SELECTED REPRESENTATIONS

Some of Sullivan & Cromwell’s recent international commercial arbitrations include representations of:
  • Anheuser-Busch Companies, in an UNCITRAL arbitration with Grupo Modelo that threatened Anheuser-Busch’s $60+ billion acquisition by InBev, defeating, in their entirety, Modelo’s claims for damages of $2.5 billion.
     
  • TeliaSonera, in obtaining an award of $932 million in damages plus interest, in an ICC arbitration against Turkish conglomerate Cukurova, relating to TeliaSonera’s efforts to purchase Turkish cellular phone company Turkcell. S&C continues to act as lead counsel to TeliaSonera in two other ICC arbitrations against Cukurova relating to Turkcell.
     
  • BlackBerry Limited, in obtaining an $814.9 million award in an arbitration against Qualcomm Incorporated. The award represents royalty payments made to Qualcomm in excess of those required under Qualcomm’s royalty cap program. The Panel award exceeded $940 million when interest and attorneys’ fees were added to the initial award.
     
  • BP, in an AAA arbitration and related litigation in federal and New York state courts arising from a dispute with a third party over proceeds due the third party under a settlement agreement that related to an oil property in Kazakhstan.
     
  • Banco Popular, the largest bank in Puerto Rico, in four AAA arbitrations with the U.S. FDIC involving claims of more than $300 million arising out of the purchase of nonperforming assets from the FDIC as receiver of a failed bank.
     
  • Alperton Capital, in a multi-jurisdictional dispute with a joint venture partner in an oil drillship venture.

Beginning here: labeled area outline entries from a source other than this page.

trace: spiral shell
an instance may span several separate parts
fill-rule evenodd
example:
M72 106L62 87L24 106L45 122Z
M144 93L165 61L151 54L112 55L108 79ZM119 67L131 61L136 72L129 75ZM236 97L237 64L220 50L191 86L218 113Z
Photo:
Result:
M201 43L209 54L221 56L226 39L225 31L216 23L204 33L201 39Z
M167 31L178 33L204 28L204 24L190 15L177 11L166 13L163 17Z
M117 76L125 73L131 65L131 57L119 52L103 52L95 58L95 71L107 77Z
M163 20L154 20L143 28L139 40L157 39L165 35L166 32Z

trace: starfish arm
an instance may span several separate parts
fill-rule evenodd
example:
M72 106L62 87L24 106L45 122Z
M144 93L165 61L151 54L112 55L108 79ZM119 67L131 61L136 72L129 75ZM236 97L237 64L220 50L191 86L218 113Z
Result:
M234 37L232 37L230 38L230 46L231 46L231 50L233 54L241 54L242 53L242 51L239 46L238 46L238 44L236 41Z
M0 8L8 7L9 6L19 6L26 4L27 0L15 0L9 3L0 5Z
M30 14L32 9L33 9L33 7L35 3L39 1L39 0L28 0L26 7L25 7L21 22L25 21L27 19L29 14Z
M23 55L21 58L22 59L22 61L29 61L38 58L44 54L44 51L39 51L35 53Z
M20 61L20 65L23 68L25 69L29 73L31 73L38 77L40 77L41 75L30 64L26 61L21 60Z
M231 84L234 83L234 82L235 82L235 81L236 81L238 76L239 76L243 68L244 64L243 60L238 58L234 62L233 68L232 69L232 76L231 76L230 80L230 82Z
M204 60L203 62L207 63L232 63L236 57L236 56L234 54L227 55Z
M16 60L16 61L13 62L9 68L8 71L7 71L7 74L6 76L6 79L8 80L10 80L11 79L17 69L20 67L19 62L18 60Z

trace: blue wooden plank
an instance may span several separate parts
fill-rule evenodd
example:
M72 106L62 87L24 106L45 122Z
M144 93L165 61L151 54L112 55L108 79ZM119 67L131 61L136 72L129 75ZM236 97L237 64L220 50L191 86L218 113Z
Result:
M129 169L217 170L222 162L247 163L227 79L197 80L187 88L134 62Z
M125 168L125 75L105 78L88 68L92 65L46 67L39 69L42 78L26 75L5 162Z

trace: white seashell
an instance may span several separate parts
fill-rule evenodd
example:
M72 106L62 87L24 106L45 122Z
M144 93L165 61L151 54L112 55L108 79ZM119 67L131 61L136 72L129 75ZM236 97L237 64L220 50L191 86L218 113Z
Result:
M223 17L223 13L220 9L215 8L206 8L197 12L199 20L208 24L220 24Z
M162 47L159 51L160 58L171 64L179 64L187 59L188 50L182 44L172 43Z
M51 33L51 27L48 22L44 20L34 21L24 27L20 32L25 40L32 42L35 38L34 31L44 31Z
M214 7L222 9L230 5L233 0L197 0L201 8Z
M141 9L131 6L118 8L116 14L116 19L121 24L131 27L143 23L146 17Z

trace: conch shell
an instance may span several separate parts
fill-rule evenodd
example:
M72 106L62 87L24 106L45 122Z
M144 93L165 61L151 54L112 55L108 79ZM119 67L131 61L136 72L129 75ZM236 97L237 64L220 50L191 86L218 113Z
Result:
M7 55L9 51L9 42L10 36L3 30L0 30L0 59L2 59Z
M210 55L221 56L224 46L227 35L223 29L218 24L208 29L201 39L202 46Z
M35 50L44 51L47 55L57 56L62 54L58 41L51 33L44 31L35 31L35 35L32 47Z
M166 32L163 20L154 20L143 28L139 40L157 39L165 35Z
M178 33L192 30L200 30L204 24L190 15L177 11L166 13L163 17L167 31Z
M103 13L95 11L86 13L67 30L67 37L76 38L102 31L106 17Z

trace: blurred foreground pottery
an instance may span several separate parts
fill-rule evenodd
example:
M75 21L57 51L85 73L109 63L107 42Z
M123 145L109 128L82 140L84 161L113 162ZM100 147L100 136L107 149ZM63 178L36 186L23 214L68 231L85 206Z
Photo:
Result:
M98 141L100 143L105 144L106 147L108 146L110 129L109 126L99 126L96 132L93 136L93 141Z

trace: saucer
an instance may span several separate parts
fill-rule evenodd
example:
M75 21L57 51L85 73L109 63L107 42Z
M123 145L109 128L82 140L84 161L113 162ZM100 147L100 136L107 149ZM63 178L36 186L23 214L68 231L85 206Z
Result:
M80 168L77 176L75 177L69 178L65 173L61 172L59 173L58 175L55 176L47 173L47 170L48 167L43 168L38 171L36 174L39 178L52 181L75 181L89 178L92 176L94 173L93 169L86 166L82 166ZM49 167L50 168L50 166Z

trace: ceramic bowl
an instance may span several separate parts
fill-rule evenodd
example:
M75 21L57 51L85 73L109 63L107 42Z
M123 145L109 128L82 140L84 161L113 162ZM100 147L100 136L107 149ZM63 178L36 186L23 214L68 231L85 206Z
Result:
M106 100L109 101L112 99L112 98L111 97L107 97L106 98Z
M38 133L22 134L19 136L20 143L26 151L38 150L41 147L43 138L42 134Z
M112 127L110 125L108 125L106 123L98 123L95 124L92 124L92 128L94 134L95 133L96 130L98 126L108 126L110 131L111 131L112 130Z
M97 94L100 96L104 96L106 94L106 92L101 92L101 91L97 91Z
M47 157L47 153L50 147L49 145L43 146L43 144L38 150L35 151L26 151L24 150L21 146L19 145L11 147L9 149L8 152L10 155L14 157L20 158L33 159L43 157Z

S&C obtained an interim award in ICC arbitration in New York barring the consummation of the proposed restructuring plan in the adversary’s Brazilian bankruptcy proceeding.
     
  • A communications software patent-pool administrator, in HKIAC arbitration to collect license fees against a Chinese manufacturer.
     
  • A Japanese partner in a mining venture in Africa, in an ICC arbitration and related English court proceedings against its joint venture partner over failure to respect the minority rights under the joint venture agreement.
     
  • A major Japanese pharmaceutical company, in an ICC arbitration against the former owner of a Mexican pharmaceutical business arising from a post-closing working capital adjustment required under the parties’ purchase and sale agreement.
     
  • A private equity investment vehicle of a Middle Eastern country, in an arbitration before the American Arbitration Association. The arbitration was brought by the entity’s former co-chief investment officers, who sought approximately $700 million in alleged damages. After an 11-day hearing, the arbitrator denied the claimants’ claims in their entirety.
     
  • A major South American oil field supply company, in bringing claims of more than $85 million in a pair of ICC arbitrations against its former sales agent in an Arabian Gulf country and the agent’s shareholders, obtaining a settlement of cash and shares in two joint-venture companies equal in value to a substantial percentage of the claims.
 
Some of S&C’s recent investor-state, investment treaty and sovereign arbitration matters include representations of:
  • Centerra Gold, in an UNCITRAL arbitration with the Kyrgyz Republic and national mining company relating to disputes over a multi-billion dollar mining concession.
     
  • A U.S. owner of significant mining assets in Venezuela, in connection with actions by the Venezuelan government inconsistent with Venezuela’s grant of the mining concession, including with respect to potential arbitration claims against Venezuela and potential political-risk insurance claims.
     
  • Canadian owners of a mine in a former Soviet state, in connection with demands of the government to renegotiate the concession and other conduct, including preparation for possible arbitration under the UNCITRAL rules.
     
  • A cross-border investor, in a very unusual ad hoc, local-law arbitration with a Latin American sovereign arising out of a dispute relating to tariffs on an electric transmission facility. The arbitration was conducted by local outside counsel, in Spanish, under local law. S&C helped develop the strategy that got the parties into arbitration and guided the client in developing the procedures for an expeditious and ultimately successful arbitration.